Aboriginal poverty is "an enormous drag" on Canada's ability to create the kind of society it purports to have, said Fontaine.
High suicide rates and the disproportionate number of aboriginals incarcerated are some of the outcomes of poverty, said Fontaine.
He said 27,000-30,000 aboriginal children are in state care -- three times the number of students in residential schools at the height of the residential school experience in the 1940s.
"This is largely the consequence of poverty," he said.
"It has nothing to do with the lack of parental love or a willingness on the part of family or communities to look after their children," he said.
"They're just too poor."
Sixty First Nations communities have no schools.

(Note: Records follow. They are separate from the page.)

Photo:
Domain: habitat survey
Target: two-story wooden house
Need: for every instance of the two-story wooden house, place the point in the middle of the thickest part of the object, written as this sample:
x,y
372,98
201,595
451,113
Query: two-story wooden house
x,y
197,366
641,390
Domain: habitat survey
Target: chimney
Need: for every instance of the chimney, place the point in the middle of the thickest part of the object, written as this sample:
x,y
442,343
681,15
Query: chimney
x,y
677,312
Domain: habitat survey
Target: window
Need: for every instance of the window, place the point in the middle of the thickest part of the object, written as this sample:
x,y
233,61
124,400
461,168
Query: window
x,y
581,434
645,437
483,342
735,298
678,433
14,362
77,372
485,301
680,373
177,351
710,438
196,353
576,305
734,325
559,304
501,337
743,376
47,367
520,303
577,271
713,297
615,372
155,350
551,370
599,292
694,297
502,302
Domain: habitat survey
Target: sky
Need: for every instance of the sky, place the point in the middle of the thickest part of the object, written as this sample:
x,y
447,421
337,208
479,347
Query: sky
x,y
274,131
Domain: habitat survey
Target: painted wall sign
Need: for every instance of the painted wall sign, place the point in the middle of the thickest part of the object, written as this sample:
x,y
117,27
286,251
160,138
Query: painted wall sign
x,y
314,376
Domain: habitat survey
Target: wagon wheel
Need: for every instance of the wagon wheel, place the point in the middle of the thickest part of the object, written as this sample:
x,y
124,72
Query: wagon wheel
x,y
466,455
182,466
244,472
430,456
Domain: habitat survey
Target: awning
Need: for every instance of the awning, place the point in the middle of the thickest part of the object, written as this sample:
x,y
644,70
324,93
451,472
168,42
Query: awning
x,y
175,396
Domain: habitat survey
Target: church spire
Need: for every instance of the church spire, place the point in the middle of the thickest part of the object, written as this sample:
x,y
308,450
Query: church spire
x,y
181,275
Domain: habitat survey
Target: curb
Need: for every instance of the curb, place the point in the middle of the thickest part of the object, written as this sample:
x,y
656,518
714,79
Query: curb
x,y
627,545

Roughly the same number have schools in a terrible state of disrepair, he said.
"We are depriving First Nations children of the opportunity to get a decent, quality education," said Fontaine.
According to a report published in 2006 by the advocacy group Campaign 2000, one in four First Nations children live in poverty.
The high school dropout rate for aboriginal students on reserves is 60 per cent, compared to 9.5 per cent for non-aboriginal Canadians, according to the Martin Aboriginal Education Initiative.
Only seven per cent of First Nations people have obtained a university degree, compared to 23 per cent of non-aboriginal Canadians.
The federal government can't afford to underfund aboriginal education in a global economy, Martin told The Canadian Press earlier in an interview.
Canada's 34 million residents are competing with juggernauts like China and India, whose populations top one billion, he noted.
But a spokeswoman for Indian Affairs and Northern Development Minister John Duncan said in an email aboriginal education is a priority.
"Our government is committed to ensuring Aboriginal Peoples have access to the same educational opportunities as other Canadians," said Michele-Jamali Paquette.
The Harper government has reached six agreements with provinces and First Nations since it took office, she said.
"Paul Martin had the chance to help improve the lives of Aboriginal Canadians when he and his Liberal party were in office for 13 years," she said.
Martin said he remains disappointed the Harper government killed the Kelowna Accord his government signed with the provinces, territories and aboriginal leaders in 2005.
Lawyer Darrell Doxtdator of the Six Nations said he wasn't impressed by the speeches.
He was one of a handful in the audience allowed to ask a question before the crowd was hustled out so the next class could take their seats.
The former political adviser to Six Nations elected chief David General said it's time Canadians told their politicians to get moving.
Afterward, he said First Nations people are frustrated after years of unresolved land claims and funding shortfalls.
"Good governance requires good people and good money," he said.
"Unfortunately we have the people but the money we're provided is grossly inadequate and as long as it's given short shrift, problems will continue," he said.